Paris, the final week of the trip is hard to put words to. I got about three hours of sleep a night in the hot, muggy, smoke-filled hotel room, but I didn't care, I ran off the adrenaline of being awe-struck every day and a lot of diet cokes. The beauty if Paris is that it is such a diverse city. In the hot day, it is sandy cobblestone streets perfect for pondering each paint stroke of The Coronation of Napoleon in the morning, then eating lunch in the shade of a nearby park and watching the swans lazily float on the small pond. Then when the sun goes down, Paris becomes alive with lights, hanging on the corners of hundred year old buildings, pounding Discotheques. There were streams of young people running about the streets with boundless energy, while others skulk around street carts in corners, their feet seeming to drag as much as the cigarettes barely dangling on their lips. It is truly the city that never sleeps, and I was immersed in every second of it.

I remember walking around the Latin Quarter one night with my temporary family of sorts, three older far more experienced guys and three girls of similar stature. I noticed a grand fountain forming the corner of a cobblestone square wedged somehow in between endless pizzerias, bars, upscale restaurants and clubs. The young generation of posh French lounged along every open ledge and dancing in the square. They were passion-filled but poised in every movement they did, and I was unequivocally jealous. In comparison, we Americans seem sloppy and full of rash expressions of emotion.

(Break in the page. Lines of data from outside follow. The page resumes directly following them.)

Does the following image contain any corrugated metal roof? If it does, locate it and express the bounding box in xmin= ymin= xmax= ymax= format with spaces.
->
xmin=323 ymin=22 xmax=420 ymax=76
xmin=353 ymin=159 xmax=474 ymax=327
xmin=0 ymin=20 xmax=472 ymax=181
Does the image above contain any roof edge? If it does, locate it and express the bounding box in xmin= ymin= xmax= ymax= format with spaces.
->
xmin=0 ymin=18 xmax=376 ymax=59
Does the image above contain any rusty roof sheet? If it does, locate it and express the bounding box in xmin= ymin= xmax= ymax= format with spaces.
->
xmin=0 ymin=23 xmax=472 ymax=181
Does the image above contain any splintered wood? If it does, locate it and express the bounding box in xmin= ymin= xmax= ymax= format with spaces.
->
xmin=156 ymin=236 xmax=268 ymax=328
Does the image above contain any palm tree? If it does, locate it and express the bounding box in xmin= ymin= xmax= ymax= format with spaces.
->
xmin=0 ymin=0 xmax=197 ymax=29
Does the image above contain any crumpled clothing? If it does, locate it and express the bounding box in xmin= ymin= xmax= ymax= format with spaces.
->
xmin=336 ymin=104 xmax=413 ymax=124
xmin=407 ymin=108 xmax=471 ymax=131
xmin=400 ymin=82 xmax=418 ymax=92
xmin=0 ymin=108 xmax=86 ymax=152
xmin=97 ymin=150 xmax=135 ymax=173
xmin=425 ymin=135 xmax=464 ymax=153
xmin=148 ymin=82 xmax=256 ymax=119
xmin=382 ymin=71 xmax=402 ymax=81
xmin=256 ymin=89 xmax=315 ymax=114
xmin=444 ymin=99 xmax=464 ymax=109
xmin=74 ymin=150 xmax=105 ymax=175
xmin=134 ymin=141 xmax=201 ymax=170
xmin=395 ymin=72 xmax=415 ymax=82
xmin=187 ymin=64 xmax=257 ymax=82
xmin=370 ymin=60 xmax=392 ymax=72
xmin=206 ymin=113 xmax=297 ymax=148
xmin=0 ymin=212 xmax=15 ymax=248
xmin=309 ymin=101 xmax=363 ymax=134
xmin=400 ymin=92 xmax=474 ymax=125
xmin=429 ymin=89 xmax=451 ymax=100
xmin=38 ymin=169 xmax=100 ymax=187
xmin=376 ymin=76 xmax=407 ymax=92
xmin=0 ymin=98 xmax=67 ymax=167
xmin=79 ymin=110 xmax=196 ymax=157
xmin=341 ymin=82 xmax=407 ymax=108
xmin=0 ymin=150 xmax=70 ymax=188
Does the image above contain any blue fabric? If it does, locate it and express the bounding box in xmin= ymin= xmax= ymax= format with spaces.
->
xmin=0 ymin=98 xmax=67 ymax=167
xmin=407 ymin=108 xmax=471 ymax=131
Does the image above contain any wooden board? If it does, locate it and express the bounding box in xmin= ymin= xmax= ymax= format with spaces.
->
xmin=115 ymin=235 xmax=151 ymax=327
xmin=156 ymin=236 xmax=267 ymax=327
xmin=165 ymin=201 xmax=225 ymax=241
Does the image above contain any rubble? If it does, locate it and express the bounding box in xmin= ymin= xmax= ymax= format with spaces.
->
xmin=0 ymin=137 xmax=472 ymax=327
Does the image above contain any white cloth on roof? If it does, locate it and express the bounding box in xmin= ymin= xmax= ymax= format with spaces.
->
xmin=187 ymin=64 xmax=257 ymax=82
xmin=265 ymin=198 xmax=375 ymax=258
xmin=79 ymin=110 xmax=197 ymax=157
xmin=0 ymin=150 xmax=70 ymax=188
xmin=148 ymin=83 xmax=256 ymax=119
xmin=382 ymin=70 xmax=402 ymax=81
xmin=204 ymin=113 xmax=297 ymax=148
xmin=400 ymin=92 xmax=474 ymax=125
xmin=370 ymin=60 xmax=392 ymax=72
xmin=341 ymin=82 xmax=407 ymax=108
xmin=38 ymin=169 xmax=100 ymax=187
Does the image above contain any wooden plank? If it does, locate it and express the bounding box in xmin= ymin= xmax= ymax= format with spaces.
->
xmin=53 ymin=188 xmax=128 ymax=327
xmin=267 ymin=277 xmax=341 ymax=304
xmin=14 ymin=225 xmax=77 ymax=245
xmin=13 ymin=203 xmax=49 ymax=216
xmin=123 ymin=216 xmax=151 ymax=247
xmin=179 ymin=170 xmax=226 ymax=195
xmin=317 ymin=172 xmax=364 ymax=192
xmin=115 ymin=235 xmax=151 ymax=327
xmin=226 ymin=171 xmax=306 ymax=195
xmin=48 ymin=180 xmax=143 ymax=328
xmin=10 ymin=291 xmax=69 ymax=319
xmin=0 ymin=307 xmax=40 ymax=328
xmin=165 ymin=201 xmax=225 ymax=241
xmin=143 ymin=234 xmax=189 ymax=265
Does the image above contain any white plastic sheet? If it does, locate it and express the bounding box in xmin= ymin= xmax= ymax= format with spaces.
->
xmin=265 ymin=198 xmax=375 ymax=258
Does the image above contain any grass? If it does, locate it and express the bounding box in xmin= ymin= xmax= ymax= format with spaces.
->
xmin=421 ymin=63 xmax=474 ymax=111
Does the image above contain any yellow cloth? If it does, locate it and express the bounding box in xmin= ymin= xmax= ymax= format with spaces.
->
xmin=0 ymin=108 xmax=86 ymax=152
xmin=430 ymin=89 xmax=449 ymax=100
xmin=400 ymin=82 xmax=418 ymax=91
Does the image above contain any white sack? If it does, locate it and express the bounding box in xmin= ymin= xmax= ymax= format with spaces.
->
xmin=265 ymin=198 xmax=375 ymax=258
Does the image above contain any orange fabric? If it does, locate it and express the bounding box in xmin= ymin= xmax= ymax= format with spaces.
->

Since my return, I settled back down into a routine, after sleeping about 24 hours strait. The friends I made in France I rarely see now, but when I do there seems to always be an exchange of glances, a wordless moment of reminiscence that few others could understand. I know this essay was not particularly factual. I did not detail every chateau and every museum I visited, but I hope I conveyed the romance and adrenaline that succumbs you in Paris. Now, a year later, I see myself as a far more matured, slightly romantic, poised, yet passion-filled young women. In the end, France turned me, a softball playing, and party-loving tomboy, into a lady.